Applicazione di lenti morbide personalizzate – Sette passi per il successo
Per coloro che sono interessati a iniziare l’applicazione di lenti personalizzate o a rivederle come opzione per il loro cliente, talvolta il processo può essere scoraggiante. Di seguito riportiamo una guida in 7 fasi per identificare il portatore adatto e come applicargli le lenti.
Fase 1 – Identificazione del portatore
– la prima cosa che pensiamo dell’applicazione di lenti personalizzate può essere una correzione elevata, sia essa sferica o cilindrica, ma questa è solo una parte dell’opportunità
C’è poi la categoria sempre più numerosa dei presbiti con astigmatismo che, sebbene la loro correzione non sia particolarmente elevata in nessun meridiano, hanno comunque opzioni limitate se si considerano unicamente le lenti a contatto standard che, di conseguenza, potrebbero non soddisfare le loro esigenze.
La categoria successiva è quella dei portatori che attualmente utilizzano lenti a contatto multifocali ma che non ne sono completamente soddisfatti: la “visione funzionale” potrebbe non essere sufficiente per loro e un’opzione più personalizzata potrebbe essere migliore. Vi sono poi coloro che soffrono di aloni o immagini fantasma e l’utilizzo di una lente a profondità di fuoco estesa può risolvere questi problemi.
Infine c’è il gruppo, spesso trascurato, dei portatori che possono avere una correzione abbastanza semplice (che di solito si traduce nell’applicazione di un prodotto standard), ma che hanno un diametro corneale più piccolo o più grande della media o una cornea più piatta o più stretta del normale.
FASE 2 – Misurazioni
Si inizia con una refrazione aggiornata, una valutazione della situazione corneale, le letture cheratometriche e di HVID. Queste misure contribuiranno a identificare il portatore a cui applicare una lente personalizzata.
Un topografo ci darà maggiori informazioni, come l’appiattimento nella periferia della cornea (eccentricità), ma per chi non ne ha sarà sufficiente un cheratometro e un regolo per prendere l’HVID. Se stiamo applicando una lente multifocale è necessaria anche la dominanza oculare. Tuttavia, questo non è richiesto quando si applica una lente EDOF di Mark’ennovy.
FASE 3 – Ordine della lente
Il portatore che necessita di un uso parziale può essere più adatto a un idrogel, mentre chi desidera un uso prolungato può trarre beneficio da un silicone idrogel. Inoltre bisogna considerare la scelta del materiale per i portatori presbiti perché sono più inclini a presentare sintomi di occhio secco
A questo punto dovremmo avere tutte le informazioni necessarie per ordinare la lente. Fate riferimento alla guida all’applicazione del produttore, che può essere integrata da un calcolatore online.

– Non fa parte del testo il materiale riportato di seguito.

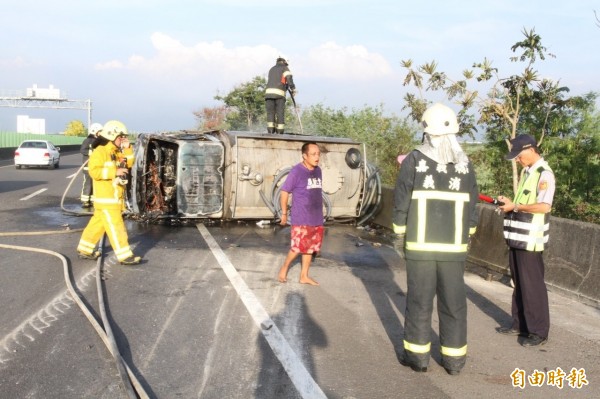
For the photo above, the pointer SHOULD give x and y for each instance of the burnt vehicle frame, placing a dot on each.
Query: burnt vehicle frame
(227, 175)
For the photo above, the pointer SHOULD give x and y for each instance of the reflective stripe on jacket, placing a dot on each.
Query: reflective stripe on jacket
(435, 206)
(523, 230)
(278, 81)
(108, 194)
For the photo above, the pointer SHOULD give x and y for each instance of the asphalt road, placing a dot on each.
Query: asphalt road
(203, 316)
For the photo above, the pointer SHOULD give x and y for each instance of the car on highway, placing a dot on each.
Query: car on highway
(37, 153)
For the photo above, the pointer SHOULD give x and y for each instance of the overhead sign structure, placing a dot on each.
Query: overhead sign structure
(39, 97)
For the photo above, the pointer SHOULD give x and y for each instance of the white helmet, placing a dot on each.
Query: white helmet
(112, 130)
(439, 119)
(95, 128)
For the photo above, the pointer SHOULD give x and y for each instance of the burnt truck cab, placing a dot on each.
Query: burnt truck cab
(231, 175)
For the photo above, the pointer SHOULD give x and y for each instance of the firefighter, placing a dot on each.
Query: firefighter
(109, 164)
(87, 192)
(280, 79)
(434, 215)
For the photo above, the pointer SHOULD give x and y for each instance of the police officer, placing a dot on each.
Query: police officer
(87, 197)
(109, 164)
(280, 79)
(434, 215)
(526, 227)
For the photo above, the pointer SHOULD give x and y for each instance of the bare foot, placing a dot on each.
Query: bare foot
(308, 280)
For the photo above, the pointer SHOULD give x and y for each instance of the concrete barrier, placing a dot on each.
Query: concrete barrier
(572, 259)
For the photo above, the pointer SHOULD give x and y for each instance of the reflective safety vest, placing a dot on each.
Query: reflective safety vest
(524, 230)
(104, 161)
(435, 207)
(280, 78)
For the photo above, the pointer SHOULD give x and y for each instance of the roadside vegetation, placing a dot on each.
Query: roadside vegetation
(489, 104)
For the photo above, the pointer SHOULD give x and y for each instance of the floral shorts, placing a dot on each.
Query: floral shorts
(306, 239)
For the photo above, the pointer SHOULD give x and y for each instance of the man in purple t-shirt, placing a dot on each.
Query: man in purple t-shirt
(304, 184)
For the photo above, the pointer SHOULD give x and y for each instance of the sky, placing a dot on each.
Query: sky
(152, 63)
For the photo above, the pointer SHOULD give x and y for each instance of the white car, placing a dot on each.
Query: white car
(37, 153)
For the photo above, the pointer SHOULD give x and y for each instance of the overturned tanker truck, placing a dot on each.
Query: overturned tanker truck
(228, 175)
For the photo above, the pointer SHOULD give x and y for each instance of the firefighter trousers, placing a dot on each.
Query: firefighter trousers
(530, 310)
(109, 221)
(87, 188)
(275, 114)
(426, 279)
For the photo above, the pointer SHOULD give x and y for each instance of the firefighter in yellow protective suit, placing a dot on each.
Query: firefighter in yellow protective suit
(109, 164)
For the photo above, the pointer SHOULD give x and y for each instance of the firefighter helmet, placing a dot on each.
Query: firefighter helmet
(95, 128)
(439, 119)
(112, 130)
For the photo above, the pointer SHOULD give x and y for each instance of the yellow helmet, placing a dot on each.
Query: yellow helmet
(95, 128)
(112, 130)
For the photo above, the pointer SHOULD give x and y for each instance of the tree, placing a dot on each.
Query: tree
(385, 136)
(245, 104)
(211, 118)
(516, 104)
(76, 128)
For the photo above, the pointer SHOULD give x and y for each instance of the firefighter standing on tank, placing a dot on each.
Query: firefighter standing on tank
(279, 80)
(434, 215)
(109, 164)
(87, 192)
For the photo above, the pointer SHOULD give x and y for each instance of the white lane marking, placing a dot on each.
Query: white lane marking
(39, 320)
(34, 194)
(301, 378)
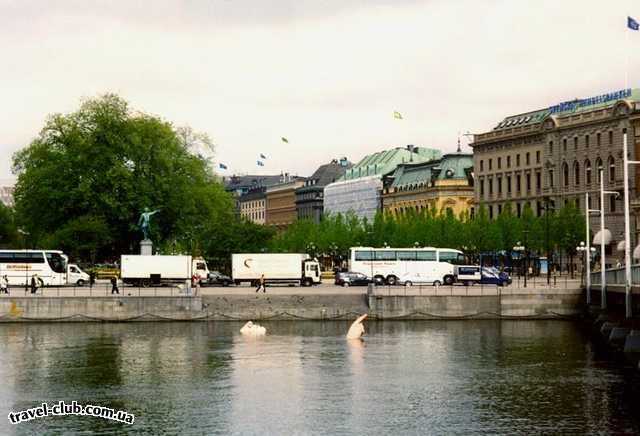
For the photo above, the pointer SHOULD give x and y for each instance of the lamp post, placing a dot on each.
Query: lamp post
(26, 265)
(627, 225)
(603, 280)
(520, 248)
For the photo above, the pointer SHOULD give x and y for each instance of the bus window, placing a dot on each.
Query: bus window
(364, 255)
(385, 255)
(406, 255)
(426, 255)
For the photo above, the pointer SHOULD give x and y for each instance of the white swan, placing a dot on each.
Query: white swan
(357, 329)
(251, 329)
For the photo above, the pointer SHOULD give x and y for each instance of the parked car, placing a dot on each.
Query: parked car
(351, 279)
(217, 278)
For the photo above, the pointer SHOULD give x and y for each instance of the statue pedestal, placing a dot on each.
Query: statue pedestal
(146, 247)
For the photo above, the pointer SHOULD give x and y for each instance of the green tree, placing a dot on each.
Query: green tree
(102, 165)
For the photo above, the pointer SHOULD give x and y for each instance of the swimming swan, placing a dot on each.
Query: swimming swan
(251, 329)
(357, 329)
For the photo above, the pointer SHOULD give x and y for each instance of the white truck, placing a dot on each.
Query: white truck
(145, 271)
(289, 268)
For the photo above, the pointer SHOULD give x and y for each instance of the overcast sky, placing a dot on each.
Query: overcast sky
(326, 74)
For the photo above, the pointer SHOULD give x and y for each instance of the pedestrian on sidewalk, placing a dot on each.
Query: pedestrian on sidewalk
(261, 284)
(114, 285)
(4, 285)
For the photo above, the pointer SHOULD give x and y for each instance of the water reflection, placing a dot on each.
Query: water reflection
(305, 377)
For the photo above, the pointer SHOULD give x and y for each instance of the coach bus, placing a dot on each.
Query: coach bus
(20, 265)
(391, 265)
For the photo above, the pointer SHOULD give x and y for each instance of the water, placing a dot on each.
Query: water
(466, 377)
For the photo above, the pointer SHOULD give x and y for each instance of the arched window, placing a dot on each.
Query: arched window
(598, 169)
(587, 172)
(612, 169)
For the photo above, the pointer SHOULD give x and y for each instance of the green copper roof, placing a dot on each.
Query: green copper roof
(449, 167)
(570, 107)
(383, 162)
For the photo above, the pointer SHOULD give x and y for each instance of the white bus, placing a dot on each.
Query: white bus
(395, 265)
(20, 265)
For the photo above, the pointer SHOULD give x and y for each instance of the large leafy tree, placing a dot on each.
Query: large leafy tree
(87, 176)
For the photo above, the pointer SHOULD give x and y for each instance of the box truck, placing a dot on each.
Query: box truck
(155, 270)
(289, 268)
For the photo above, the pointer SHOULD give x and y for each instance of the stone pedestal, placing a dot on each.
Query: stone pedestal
(146, 247)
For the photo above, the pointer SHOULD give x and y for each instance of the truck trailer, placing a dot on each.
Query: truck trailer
(286, 268)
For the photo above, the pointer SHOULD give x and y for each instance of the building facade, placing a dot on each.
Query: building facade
(557, 154)
(440, 185)
(253, 205)
(310, 197)
(280, 206)
(359, 190)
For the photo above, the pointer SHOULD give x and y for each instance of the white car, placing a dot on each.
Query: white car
(76, 276)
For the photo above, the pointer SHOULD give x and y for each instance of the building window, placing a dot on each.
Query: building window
(612, 170)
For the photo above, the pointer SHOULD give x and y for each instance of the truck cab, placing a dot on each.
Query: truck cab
(76, 276)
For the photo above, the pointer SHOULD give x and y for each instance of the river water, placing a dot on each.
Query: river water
(406, 377)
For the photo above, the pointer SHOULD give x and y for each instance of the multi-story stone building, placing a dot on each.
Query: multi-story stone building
(557, 153)
(310, 197)
(441, 184)
(253, 205)
(281, 202)
(359, 190)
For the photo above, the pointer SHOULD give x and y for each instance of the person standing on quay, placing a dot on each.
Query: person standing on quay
(114, 285)
(261, 285)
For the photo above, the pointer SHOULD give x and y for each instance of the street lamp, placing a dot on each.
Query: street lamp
(521, 248)
(26, 270)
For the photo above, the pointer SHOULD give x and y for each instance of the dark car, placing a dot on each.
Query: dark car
(217, 278)
(351, 279)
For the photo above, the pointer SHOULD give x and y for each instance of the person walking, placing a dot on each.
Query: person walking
(261, 284)
(114, 285)
(4, 285)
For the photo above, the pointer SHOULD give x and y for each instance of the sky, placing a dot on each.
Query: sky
(325, 74)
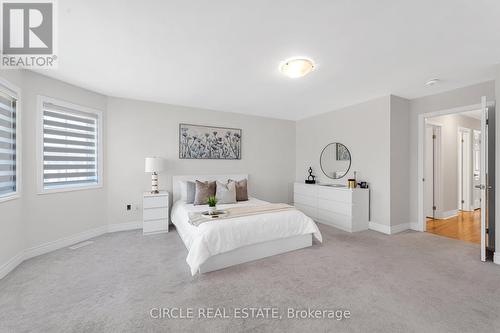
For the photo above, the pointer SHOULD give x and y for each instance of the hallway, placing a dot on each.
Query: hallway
(465, 226)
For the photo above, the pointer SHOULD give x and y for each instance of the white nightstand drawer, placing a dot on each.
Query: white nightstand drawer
(155, 213)
(154, 202)
(155, 226)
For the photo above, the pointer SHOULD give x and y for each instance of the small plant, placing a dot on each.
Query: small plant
(212, 201)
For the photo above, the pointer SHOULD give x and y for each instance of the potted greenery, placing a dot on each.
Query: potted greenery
(212, 205)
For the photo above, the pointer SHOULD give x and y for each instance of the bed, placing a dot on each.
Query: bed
(219, 244)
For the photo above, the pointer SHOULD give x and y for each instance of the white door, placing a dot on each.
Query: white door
(476, 162)
(429, 171)
(464, 170)
(483, 174)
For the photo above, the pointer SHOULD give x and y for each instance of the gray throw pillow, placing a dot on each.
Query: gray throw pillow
(241, 189)
(190, 191)
(203, 191)
(226, 193)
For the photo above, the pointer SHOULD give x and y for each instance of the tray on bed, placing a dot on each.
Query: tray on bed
(214, 215)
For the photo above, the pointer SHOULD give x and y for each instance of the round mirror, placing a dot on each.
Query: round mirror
(335, 160)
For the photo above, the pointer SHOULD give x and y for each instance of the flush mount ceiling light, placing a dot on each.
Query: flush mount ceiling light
(296, 67)
(432, 82)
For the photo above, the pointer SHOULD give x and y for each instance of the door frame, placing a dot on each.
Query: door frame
(437, 172)
(421, 223)
(467, 186)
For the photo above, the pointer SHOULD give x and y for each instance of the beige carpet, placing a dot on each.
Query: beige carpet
(410, 282)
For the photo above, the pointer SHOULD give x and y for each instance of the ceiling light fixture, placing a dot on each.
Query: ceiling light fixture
(296, 67)
(432, 82)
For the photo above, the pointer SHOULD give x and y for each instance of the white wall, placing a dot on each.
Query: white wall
(138, 129)
(497, 166)
(449, 156)
(400, 161)
(365, 130)
(452, 99)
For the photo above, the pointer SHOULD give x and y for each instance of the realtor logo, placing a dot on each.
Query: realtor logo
(28, 32)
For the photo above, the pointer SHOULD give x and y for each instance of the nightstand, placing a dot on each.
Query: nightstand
(154, 213)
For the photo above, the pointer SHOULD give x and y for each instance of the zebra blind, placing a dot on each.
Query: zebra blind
(8, 141)
(70, 143)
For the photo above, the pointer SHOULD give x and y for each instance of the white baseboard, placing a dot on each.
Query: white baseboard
(416, 227)
(446, 215)
(124, 226)
(64, 242)
(399, 228)
(11, 264)
(388, 230)
(385, 229)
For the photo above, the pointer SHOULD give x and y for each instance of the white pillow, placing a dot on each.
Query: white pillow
(225, 193)
(187, 191)
(183, 186)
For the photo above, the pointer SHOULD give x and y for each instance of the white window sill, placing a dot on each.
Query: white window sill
(70, 189)
(9, 197)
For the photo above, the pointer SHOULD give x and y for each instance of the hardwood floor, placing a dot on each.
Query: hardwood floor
(465, 226)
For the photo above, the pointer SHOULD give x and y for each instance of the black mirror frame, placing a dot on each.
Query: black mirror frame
(350, 160)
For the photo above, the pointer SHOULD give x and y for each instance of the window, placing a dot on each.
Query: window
(71, 147)
(9, 145)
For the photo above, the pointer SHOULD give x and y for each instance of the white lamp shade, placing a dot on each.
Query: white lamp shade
(153, 164)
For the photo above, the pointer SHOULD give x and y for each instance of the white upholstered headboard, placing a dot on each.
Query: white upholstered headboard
(176, 188)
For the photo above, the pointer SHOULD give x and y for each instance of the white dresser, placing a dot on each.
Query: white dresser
(154, 213)
(340, 207)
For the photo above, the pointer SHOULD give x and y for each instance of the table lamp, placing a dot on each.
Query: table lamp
(154, 165)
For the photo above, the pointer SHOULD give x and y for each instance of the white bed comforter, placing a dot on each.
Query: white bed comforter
(219, 236)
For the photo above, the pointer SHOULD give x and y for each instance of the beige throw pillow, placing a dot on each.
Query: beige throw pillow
(241, 189)
(203, 191)
(226, 193)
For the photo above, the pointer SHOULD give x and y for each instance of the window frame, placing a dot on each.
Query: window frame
(100, 162)
(17, 193)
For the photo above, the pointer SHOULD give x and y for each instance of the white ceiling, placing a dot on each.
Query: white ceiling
(224, 55)
(476, 114)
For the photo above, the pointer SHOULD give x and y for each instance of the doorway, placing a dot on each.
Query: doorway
(456, 192)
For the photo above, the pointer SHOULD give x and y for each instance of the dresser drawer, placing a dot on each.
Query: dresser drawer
(334, 194)
(154, 202)
(155, 213)
(342, 208)
(312, 212)
(304, 199)
(336, 220)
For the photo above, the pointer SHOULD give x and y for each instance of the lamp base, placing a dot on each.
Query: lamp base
(154, 183)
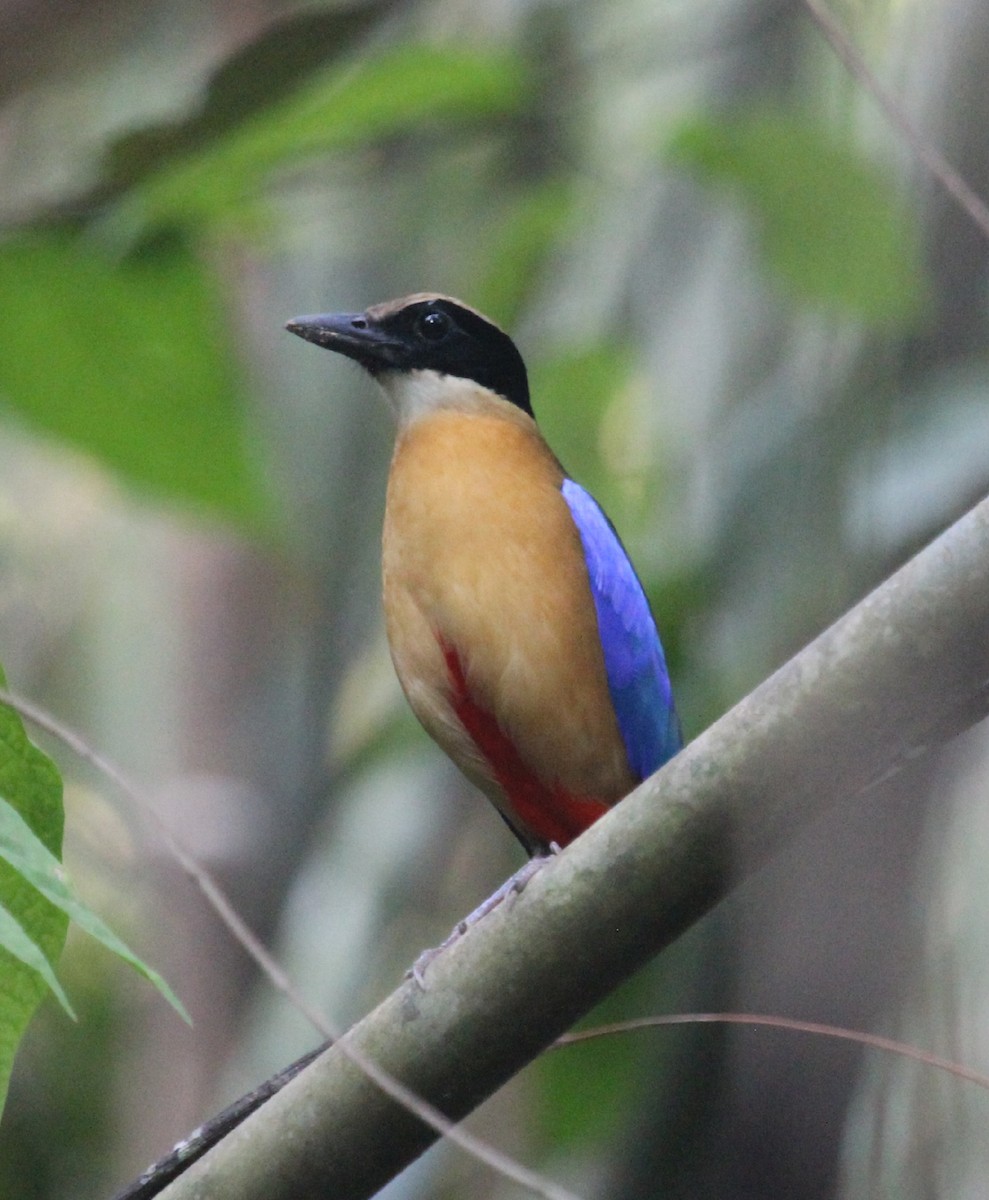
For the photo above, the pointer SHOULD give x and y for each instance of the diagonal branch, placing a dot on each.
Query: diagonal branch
(899, 676)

In caso di dubbi molti produttori dispongono di un servizio di assistenza tecnica per aiutarvi nella scelta iniziale del materiale e delle specifiche . Mark’ennovy impiega 20 addetti all’assistenza clienti che sono ottici-optometristi e applicatori qualificati.
Fase 4 – Applicazione delle lenti
Lasciare trascorrere un breve periodo di tempo dopo l’applicazione per consentire alla lente di assestarsi, quindi valutare l’applicazione.
La sovrarefrazione va eseguita solamente quando la lente ha un appoggio corretto sull’occhio.
Se l’appoggio e la visione sono soddisfacenti, procedere con il periodo di prova.

Fase 5 – Effettuare una modifica
Se l’applicazione non è soddisfacente, è necessario modificare le specifiche della lente.
Un movimento eccessivo può essere migliorato con un aumento del diametro o una riduzione della curva di base, mentre un movimento insufficiente può essere migliorato con una riduzione del diametro o un aumento della curva di base.
A titolo indicativo, se la lente ruota di oltre 20 gradi, se la sovrarefrazione è notevolmente superiore alle aspettative normali o se l’AV non migliora con la sovrarefrazione, è improbabile che l’applicazione sia ottimale.
Fase 6 – Quando chiedere aiuto?
Se non si è sicuri del tipo di modifica da fare, il passo successivo è una telefonata all’assistenza tecnica del produttore.
Fase 7 – Consegna delle lenti
Quando voi e il portatore siete soddisfatti, procedete con l’ordine delle confezioni di vendita possibilmente programmando con il portatore un piano continuativo di controlli post-applicativi. Per i professionisti che non hanno la possibilità di offrire un piano di questo tipo, una telefonata trimestrale per ricordare ai clienti di effettuare l’ordine delle lenti garantirà una buona conformità con il programma di sostituzione raccomandato, riducendo al minimo i problemi, le eventuali complicanze e il conseguente abbandono della lente a contatto.